Good luck to you my friend, Merry Christmas to you and a blessed and healthy New Year!
I know Brooke. It's a long road ahead of me and somedays I feel like I can fix everything ans somedays I just want to run away. Everyone's posts here has helped me a lot. I understand that my husbands relationship with my son and his opinions of my relationship with him, is wrong. I will keep even a closer eye on this situation and I will shield my son from emotional harm as much as I can. If and when I feel things are getting worse, I will make a different decision.

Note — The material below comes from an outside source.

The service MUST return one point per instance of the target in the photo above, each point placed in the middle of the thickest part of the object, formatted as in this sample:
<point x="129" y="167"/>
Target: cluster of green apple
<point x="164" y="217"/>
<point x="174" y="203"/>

He seems to be trying still. Last night I actually watched a movie with my son alone in my room! (ooooooooooh!) He came upstairs and saw us sitting and watching the movie. He left but didn't say anything! (I know it's pretty pethatic that I am happy with that!) but it's a start...
I admit that he is much better husband than he is a father but again..he is a good man and he seems to be trying...so we shall wait and see. As babygirl said, it's really easy to just give up & I know I will always have that option. But I still prefer to try and work things out.
It is great that your husband is well educated and worldly and it is great that he took care of you when you were sick and that he has provided you with many material comforts. The fact still remains that he is jealous of your son. You say he is not abusive. Maybe he isn't physically abusive, but his actions toward your son are damaging. Being possessive and controlling is not good and it hurts everybody. And as far as little kids liking your husband...little kids really liked my step dad too, and he was NOT a good father, he displayed many of the same behaviors that your husband displays, and I can count on one hand the times he was nice to me when I was growing up. Maybe little kids like your husband because he is nice to them. And maybe he is nice to them because he doesn't see them as competition, the way he sees your son. You say that friends and family think he's a great guy too. Well, he probably doesn't behave in front of those people the way he behaves when it is just you, him and your son. In an earlier post, I believe someone said that in any kind of relationship, it takes an effort from all parties in the relationship to make it work. This will not work if you are the only one consistently making the effort here. You may limp along, but it won't really work in a way that is beneficial to everyone involved. You mentioned in a recent post that your husband seemed to be trying...is he still trying, or did he try just once and then go back to his old ways? You have a long road ahead of you. And one more thing...a man can shower his wife or girlfriend with gifts and attention on one hand and still be manipulative, controlling, extremely jealous and possessive on the other hand. Those are not good traits, and they are traits that are hard to unlearn. Just because he took care of you when you were sick and provides well for you does not give him the right to control you and it does not give him the right to dictate the way you behave with your son. If he doesn't make a consistent effort to change, and I mean CONSISTENT, he will drive a wedge between you and your son, your relationship with your son will be damaged, and your son will hate him and resent you. Take it from someone who has been there. Take care of yourself and your son. God bless you both.